# Miniteich, wie erneuern



## Jarod (16. Apr. 2012)

Hallo zusammen,

wir haben uns Anfang letzten Jahres ein Haus gekauft, im Garten war schon ein Miniteich (Teichwanne) eingebuddelt. Ich habe ihn dann letztes Jahr ausgepumpt, gereinigt und versucht zu bepflanzen, wobei man einer die __ Wasserpest und eine Schwimmpflanze, deren Namen ich vergessen habe, nicht unbedingt als Bepflanzung bezeichnen kann. Hinter dem Teich befindet sich noch __ Schilf, das war schon vorhanden.
Zusätzlich befindet sich im Teich noch ein Wasserspiel (mit Filter), das Gitter habe ich montiert um die Kinder davon abzuhalten reinzufallen, es muss also bleiben.
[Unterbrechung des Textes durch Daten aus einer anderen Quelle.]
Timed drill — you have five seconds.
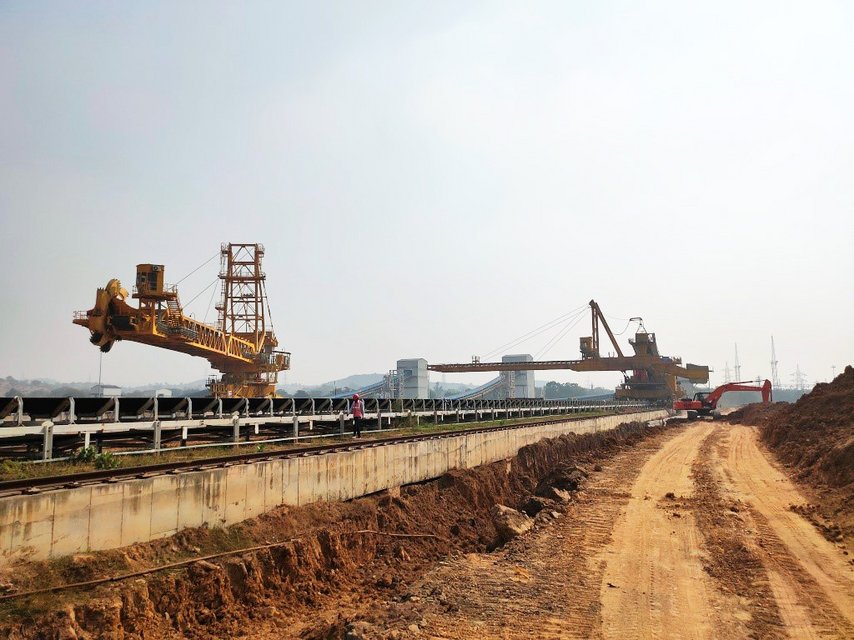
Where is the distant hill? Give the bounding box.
[279,375,481,398]
[0,376,208,398]
[120,380,209,397]
[278,373,385,396]
[539,381,613,399]
[5,373,466,398]
[431,382,476,392]
[5,374,632,400]
[0,377,90,397]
Hier noch die ungefäheren Maße: 1.400mm x 700mm x 500mm.

Diesmal möchte ist es gleich von Anfang an gut machen. Zum einen möchte ich den schwarzen Rand verstecken, etwas mehr Farbe reinbringen und das Wasser sollte auch klarer sein.

*Hier meine Fragen:*
Welche Pflanzen eignen sich für die Platzierung im Teich und wieviele?
Welche Pflanzen eignen sich für die "Sumpfzone"? Ich denke die Sumpfzone ist die äußere Rinne.
Wie bekomme ich das Wasser klar?

Bitte entschuldigt, daß sich meine Fragen ziemlich laienhaft anhören. Ich hatte nur bisher keinen großen Kontakt zu Garten- und Teicharbeit. Diese beschränkte sich bisher auf Rasenmähen und in der Sonne liegen. Der Teich ist nur eines der Projekte die es im Garten zu lösen gibt.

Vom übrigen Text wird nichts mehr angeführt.